There were some cases where the same type of evidence was determined to be sufficient or insufficient based on the experimental design. Viability indicators such as cell count, colony formation, DNA amount, and dehydrogenase activity were considered to provide sufficient evidence for proliferation only if there was no treatment (hence no reason for a change in cell death ratio). Moreover, if the method utilized to obtain the evidence was not mentioned in the article (or in the S1 Data), we then classified it as insufficient (independent from the actual evidence) as was the case for cell count providing insufficient evidence for viability and proliferation [12].
Another such deviation was membrane integrity as evidence for viability. Normally we considered these cell-death markers (7-AAD and PI) as insufficient, due to the fact they do not indicate living cells by themselves. However, since it is not only possible but quite common to observe cells under microscope after trypan staining, we decided to consider it as sufficient evidence for viability.
The effects of the journal and subject area on evidence sufficiency
After the sufficiency of evidence was assessed for each claim, we then sought to find whether being published in a specific journal or in a subject area would affect sufficiency rate. Seven journals were selected for analysis as they meet our criteria of having at least 10 claims, namely Biomaterials, Cell, Cell Death Dis., Mol. Cancer, Nature, Oncotarget, Ann. Biomed. Eng. (96 claims out of 280, 34.28%). Every journal was compared to the complete data set excluding themselves. Two subject areas: “Biochemistry, Molecular Biology, Genetics, and Medicine” and “Chemistry, Chemical/Biomedical Engineering, and Materials Science” were compared to each other. Fisher’s exact test (2-tail) were used in all comparisons.
Results
We have investigated 280 claims asserted by 103 different high-impact articles. We identified 6 unique claims supported by 20 types of evidence all of which was obtained via 38 different methods. Details are presented in the database (accessible via: https://airtable.com/shrClTE87e1l28ExG or as a S1 Data).

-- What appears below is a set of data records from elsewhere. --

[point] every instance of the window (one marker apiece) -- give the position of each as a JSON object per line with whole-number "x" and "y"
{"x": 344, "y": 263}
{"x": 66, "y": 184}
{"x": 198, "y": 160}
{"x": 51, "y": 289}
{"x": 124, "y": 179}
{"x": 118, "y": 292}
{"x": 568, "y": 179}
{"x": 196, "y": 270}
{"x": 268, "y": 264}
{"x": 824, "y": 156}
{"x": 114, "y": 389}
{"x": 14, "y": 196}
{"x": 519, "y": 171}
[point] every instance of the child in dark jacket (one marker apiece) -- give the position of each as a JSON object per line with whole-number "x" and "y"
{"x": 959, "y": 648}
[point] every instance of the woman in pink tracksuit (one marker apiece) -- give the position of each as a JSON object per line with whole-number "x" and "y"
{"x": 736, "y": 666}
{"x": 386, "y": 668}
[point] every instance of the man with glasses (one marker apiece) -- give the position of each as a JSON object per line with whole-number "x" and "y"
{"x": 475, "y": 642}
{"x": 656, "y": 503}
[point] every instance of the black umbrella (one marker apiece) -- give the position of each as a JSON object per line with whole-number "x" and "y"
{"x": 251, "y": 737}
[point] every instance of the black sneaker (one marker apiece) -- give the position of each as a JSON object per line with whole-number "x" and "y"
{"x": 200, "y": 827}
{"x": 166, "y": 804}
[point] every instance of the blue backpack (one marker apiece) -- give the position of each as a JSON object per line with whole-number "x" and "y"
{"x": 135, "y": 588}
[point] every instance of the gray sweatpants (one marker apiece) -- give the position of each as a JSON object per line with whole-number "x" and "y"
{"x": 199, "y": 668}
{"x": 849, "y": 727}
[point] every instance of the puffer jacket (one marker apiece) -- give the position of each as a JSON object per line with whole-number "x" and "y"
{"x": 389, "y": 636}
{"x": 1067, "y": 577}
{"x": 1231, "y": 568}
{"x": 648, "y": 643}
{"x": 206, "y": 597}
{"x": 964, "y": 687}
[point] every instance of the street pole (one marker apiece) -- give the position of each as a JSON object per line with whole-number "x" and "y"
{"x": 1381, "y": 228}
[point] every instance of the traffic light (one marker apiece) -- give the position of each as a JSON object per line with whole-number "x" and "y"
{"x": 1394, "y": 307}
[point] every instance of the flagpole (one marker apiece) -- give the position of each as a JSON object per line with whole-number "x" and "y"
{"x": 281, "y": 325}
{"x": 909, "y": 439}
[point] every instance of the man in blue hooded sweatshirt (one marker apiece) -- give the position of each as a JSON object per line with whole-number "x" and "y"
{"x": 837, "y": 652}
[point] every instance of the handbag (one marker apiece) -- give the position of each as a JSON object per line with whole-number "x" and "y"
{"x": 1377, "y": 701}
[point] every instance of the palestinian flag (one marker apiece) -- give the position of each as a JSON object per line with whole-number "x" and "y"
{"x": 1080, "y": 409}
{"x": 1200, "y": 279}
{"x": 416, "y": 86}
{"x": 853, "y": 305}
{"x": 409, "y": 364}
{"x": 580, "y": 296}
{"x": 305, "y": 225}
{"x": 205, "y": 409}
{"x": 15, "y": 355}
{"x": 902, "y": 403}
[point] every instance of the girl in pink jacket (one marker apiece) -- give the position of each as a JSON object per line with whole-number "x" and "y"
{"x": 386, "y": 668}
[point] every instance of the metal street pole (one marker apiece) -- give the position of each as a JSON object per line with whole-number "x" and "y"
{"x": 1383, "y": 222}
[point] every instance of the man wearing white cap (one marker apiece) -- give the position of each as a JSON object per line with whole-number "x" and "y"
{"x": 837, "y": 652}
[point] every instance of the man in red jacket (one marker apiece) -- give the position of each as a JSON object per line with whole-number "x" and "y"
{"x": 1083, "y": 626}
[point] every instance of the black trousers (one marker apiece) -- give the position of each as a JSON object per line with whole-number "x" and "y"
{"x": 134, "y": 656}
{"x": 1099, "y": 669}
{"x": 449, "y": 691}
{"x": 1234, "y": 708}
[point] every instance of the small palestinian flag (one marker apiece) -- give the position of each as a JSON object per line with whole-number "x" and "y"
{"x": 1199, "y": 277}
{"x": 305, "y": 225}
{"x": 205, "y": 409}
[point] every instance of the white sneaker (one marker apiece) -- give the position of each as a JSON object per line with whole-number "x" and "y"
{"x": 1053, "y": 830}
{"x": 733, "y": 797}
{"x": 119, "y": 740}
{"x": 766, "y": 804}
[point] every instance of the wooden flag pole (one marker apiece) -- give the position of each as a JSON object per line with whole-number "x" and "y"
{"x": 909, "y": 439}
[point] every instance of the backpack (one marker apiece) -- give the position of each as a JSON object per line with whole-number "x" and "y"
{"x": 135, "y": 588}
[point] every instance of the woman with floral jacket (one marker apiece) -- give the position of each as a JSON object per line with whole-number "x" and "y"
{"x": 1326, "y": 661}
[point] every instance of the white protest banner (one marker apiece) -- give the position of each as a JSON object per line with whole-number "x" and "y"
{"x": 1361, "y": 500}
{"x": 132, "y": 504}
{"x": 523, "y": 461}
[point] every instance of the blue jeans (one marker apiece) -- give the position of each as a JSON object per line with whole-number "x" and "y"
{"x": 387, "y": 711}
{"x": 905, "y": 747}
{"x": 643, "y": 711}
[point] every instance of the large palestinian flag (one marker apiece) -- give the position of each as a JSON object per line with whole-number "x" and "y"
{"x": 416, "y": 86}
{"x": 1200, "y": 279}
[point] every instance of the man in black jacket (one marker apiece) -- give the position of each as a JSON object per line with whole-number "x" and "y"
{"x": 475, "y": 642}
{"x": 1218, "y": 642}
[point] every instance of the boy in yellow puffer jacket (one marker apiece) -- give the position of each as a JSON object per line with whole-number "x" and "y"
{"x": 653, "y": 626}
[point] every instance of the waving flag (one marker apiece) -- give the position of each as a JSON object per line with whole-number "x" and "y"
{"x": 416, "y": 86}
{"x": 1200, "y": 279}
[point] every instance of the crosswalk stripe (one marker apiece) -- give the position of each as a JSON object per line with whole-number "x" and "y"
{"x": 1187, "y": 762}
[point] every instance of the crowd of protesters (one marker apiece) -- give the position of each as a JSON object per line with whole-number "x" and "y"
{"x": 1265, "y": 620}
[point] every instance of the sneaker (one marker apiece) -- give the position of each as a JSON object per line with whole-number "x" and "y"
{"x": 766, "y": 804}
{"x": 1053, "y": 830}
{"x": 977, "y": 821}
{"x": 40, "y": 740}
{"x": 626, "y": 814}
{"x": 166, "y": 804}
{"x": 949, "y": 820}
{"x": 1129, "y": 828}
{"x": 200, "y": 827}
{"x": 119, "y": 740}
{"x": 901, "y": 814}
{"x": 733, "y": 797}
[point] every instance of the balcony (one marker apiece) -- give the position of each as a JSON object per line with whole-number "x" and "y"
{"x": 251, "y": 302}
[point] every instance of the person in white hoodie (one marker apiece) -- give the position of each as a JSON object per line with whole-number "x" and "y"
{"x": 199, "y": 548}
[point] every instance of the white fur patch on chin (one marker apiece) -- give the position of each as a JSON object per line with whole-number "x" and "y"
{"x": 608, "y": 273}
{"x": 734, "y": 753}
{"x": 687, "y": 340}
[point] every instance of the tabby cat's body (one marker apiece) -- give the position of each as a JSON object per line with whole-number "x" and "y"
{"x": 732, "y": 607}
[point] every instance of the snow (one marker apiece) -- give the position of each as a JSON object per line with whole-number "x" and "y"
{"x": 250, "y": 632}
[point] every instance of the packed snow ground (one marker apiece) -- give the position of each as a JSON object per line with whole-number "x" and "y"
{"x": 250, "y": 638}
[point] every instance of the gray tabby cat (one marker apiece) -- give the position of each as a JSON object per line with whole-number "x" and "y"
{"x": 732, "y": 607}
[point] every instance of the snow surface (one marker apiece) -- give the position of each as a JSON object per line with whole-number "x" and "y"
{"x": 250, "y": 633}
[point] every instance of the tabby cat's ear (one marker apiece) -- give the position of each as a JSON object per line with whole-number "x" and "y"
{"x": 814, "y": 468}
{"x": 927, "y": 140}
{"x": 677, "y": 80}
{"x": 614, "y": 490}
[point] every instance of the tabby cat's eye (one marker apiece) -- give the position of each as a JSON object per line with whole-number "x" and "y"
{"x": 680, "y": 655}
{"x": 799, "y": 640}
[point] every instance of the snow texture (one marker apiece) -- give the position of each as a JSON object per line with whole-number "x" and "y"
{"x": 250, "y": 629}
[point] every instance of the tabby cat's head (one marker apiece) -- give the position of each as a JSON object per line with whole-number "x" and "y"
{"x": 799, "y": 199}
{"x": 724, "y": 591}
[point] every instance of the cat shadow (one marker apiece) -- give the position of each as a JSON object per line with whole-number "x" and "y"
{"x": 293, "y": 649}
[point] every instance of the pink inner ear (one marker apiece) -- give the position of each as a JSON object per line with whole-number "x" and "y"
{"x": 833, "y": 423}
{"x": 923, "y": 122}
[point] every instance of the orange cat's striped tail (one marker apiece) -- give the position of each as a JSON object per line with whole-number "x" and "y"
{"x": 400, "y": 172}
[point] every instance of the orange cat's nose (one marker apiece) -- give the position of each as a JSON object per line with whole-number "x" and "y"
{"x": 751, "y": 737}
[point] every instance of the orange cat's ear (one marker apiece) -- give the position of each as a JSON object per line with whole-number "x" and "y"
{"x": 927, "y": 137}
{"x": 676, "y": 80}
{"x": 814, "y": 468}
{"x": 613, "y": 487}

The most common claim was proliferation rate changes with 84 claims, followed by viability, apoptosis, cytotoxicity, cell death, and growth changes (Fig 1A). Upon investigation, we considered the evidence of 102 claims (36%), which was asserted by 67 different studies (65%) as insufficient (Fig 1B). Claims of cytotoxicity (11 sufficient in 37 total claims, 30%), proliferation (34 in 84, 40%), and cell growth (10 in 18 claims, 56%) particularly lacked proper evidence. Viability (64 in 71, 90%), apoptosis (46 in 51, 90%), and cell death (15 in 19, 79%), on the other hand, were more frequently claimed with proper evidence (Fig 1A).
Fig 1. Evidence sufficiency analysis results.
1A. Evidence sufficiency according to the claim type; 1B. The number of claims with sufficient or insufficient evidence; 1C. Evidence sufficiency of claims supported by dehydrogenase activity assay; 1D. Evidence sufficiency according to the article subject area.
In case of cytotoxicity, there is a possibility that the authors may have used the term to indicate decrease in cell viability instead of the definition we embraced (cell death). If we had considered cytotoxicity as a measure of viability instead of cell death, all the cytotoxicity claims would have had sufficient evidence increasing the overall sufficiency rate from 64% to 73%.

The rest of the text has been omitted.